23% - Average return rate for online fashion
That is no longer true in an omni-channel age. A recent ‘Fashion Returns Review’ by the e-tail trade association IMRG suggests that the average return rate for online fashion goods is 23%. For some lines and brands it can be much higher – anecdotally, over 50%.
Retailers are facing a tough challenge. How to manage returns in order to minimise costs, improve availability, reduce stock obsolescence and maximise margin?
The many fates of returned goods
Returned goods may face a variety of fates depending on condition, obviously, but also location and the costs of the processes involved relative to the goods’ residual value. Ideally, returns in pristine condition can be put straight back into stock where they lie, be that DC or shop. More likely, at least some remedial work will be required, especially on packaging. Quite possibly the need for stock is not where the item is lying, so it may need to be moved to the appropriate location.
With a quarter or more of ‘sales’ being, in fact, nothing of the kind, it is imperative that the retailer has timely and efficient processes for realising the maximum residual value of returned goods at the least additional cost.
The returns management process is influenced by many factors, from marketing strategy, brand image and customer service to the harder numbers of costs incurred and cash recovered. It has two principal functions – to act as a supplier (and potentially a very agile supplier) to the physical and online fulfilment processes, which is a very positive thing; and rather more negatively, to maximise cash recovery and minimise margin impact from what is, after all, a lost sale.
Optimising this complex situation requires well thought through policies and procedures and acute, generally human, decision-making. It also requires IT systems that can identify, track and progress individual returns through the appropriate procedures and, ideally, back into saleable stock, giving visibility of the availability of returns in the overall stock picture.
More granular visibility is vital
Solutions should enable the effective management of returns in-store, providing visibility to the business that the return has been made and then managing the move back into stock. Or if the return is, directly or through the store, back to the DC, then the system must support the ability to identify the stock and its condition and manage the process for repackaging or other remedial work - ultimately it must manage return to stock in the appropriate location, with minimum re-handling, cost and time.
It is vital that management has more granular visibility by being able to identify stock aligned to specific business areas, for instance returned stock but also stock that is already allocated as part of a click and collect order and so is not available. Through this we can make visible the impacts on replenishment, availability, the validity of the ecommerce offer and the availability to fulfil from store.

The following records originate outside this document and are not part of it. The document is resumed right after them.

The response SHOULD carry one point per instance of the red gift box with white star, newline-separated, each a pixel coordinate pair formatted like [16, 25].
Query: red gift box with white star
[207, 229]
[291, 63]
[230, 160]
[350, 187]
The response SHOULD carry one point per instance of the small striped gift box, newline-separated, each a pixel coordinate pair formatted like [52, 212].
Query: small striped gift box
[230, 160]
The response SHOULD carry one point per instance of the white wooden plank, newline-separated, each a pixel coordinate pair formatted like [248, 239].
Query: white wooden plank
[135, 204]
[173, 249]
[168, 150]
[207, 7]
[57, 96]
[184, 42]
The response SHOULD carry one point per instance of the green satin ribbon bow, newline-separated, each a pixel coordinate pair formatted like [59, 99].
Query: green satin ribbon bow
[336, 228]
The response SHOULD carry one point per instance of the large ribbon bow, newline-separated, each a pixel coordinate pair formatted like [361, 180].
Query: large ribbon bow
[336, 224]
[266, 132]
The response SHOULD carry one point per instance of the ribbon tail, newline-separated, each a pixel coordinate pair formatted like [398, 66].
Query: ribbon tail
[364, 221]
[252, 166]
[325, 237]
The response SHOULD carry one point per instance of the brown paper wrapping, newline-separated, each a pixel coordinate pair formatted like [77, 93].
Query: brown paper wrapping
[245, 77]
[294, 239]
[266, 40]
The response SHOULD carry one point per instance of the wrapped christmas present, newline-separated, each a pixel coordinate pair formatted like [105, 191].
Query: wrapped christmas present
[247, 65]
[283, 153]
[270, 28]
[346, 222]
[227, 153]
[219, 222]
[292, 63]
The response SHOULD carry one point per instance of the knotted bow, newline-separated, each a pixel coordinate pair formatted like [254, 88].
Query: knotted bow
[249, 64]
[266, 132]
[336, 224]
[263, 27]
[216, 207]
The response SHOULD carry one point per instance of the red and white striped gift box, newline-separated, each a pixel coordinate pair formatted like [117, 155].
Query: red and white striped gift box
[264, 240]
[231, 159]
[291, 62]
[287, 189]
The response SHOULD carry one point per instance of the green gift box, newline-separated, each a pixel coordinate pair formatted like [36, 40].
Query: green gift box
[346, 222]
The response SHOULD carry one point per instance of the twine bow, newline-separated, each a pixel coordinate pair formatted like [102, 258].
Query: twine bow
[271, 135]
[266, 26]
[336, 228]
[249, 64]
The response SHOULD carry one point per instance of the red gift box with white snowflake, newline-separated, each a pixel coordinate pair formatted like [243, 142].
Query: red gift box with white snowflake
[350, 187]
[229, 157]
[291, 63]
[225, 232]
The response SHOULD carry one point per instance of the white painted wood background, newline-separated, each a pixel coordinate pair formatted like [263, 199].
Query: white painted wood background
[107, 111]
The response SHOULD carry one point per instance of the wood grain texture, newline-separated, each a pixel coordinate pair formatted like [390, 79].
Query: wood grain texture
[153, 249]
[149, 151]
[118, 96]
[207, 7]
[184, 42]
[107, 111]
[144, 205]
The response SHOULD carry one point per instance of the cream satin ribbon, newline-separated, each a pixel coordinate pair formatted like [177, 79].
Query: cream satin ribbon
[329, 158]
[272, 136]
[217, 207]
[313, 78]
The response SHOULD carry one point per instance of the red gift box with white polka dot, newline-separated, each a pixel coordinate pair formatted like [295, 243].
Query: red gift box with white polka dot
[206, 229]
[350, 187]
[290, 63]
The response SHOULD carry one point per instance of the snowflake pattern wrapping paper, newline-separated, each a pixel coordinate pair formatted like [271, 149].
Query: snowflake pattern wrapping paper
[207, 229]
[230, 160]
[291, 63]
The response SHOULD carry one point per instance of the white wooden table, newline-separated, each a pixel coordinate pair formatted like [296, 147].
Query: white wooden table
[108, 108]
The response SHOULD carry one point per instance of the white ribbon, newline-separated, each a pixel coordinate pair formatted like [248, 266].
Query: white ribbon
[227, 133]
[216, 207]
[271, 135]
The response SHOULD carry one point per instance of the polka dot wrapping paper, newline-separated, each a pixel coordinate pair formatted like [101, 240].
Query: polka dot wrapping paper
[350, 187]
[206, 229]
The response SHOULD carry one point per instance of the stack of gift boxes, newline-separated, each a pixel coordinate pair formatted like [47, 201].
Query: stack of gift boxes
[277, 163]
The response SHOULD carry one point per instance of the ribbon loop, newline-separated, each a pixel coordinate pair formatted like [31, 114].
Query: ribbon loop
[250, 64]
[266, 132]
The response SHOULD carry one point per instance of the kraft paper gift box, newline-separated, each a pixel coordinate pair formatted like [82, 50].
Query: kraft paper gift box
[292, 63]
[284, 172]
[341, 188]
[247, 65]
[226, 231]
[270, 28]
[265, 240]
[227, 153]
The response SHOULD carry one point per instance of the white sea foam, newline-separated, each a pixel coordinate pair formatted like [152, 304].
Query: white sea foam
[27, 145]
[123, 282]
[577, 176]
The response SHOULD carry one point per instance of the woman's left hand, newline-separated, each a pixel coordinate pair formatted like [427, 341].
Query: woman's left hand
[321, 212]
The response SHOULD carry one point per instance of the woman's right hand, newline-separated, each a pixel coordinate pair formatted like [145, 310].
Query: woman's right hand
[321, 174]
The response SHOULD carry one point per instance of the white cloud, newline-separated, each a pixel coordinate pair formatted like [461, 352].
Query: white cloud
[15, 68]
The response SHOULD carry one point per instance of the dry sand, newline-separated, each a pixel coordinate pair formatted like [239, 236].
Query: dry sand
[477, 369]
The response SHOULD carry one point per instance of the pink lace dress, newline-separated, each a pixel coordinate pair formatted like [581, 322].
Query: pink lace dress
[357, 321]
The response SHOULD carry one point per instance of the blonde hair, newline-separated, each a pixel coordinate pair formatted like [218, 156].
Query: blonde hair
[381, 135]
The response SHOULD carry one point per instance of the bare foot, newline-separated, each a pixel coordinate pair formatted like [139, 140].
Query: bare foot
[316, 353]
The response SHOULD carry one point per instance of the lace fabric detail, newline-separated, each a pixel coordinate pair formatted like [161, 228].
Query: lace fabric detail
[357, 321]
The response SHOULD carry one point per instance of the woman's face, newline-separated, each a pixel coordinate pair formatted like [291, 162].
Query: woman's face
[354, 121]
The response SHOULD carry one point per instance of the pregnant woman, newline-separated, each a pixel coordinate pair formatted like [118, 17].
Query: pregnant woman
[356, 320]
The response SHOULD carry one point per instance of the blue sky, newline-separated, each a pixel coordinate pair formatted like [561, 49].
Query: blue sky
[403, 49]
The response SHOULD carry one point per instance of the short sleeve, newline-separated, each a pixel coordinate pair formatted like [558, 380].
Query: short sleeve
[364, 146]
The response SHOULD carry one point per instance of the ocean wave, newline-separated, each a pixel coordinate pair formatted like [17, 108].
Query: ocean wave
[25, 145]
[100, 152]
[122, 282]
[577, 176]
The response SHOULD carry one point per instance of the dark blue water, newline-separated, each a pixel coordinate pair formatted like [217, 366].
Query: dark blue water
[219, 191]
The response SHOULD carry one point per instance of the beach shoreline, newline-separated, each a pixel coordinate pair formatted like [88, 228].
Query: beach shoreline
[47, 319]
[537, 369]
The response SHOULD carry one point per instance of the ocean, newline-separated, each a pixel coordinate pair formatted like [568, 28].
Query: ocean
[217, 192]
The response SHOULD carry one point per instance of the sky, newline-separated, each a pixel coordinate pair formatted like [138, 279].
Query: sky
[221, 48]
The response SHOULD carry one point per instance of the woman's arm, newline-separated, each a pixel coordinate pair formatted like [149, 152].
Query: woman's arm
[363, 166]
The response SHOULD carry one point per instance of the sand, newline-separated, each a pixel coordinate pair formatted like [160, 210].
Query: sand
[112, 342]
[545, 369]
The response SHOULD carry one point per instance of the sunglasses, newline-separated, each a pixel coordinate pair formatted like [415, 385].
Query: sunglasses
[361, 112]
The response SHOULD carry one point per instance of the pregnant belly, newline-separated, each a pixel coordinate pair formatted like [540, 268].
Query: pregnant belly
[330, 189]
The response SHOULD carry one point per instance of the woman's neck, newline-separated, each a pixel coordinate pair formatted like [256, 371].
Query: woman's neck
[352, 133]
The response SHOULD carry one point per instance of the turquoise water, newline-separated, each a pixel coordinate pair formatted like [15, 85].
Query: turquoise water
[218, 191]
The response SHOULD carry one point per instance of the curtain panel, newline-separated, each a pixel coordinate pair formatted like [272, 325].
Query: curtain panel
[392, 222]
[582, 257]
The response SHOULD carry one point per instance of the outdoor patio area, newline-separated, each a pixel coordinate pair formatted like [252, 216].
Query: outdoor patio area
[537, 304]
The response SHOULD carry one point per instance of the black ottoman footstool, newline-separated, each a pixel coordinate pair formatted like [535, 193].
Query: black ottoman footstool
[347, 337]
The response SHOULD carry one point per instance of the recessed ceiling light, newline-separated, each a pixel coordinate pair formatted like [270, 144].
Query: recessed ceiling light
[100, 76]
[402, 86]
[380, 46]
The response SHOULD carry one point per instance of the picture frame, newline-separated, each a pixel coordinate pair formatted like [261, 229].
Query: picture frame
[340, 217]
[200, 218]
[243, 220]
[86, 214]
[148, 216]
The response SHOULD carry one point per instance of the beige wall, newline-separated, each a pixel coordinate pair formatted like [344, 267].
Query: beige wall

In turn this enables management by location which is key in reverse logistics - this area is stock to be returned to the DC, this is goods awaiting Quality Control, these are goods to go to an outlet store, and these are for landfill and so on. This level of granularity allows more effective store management, a greater visibility of the real stock position, improved accuracy, greater ability to fulfil orders, which in turn, leads to an improved customer offer with reduced stock levels. Or more simply, better margins and bigger profits.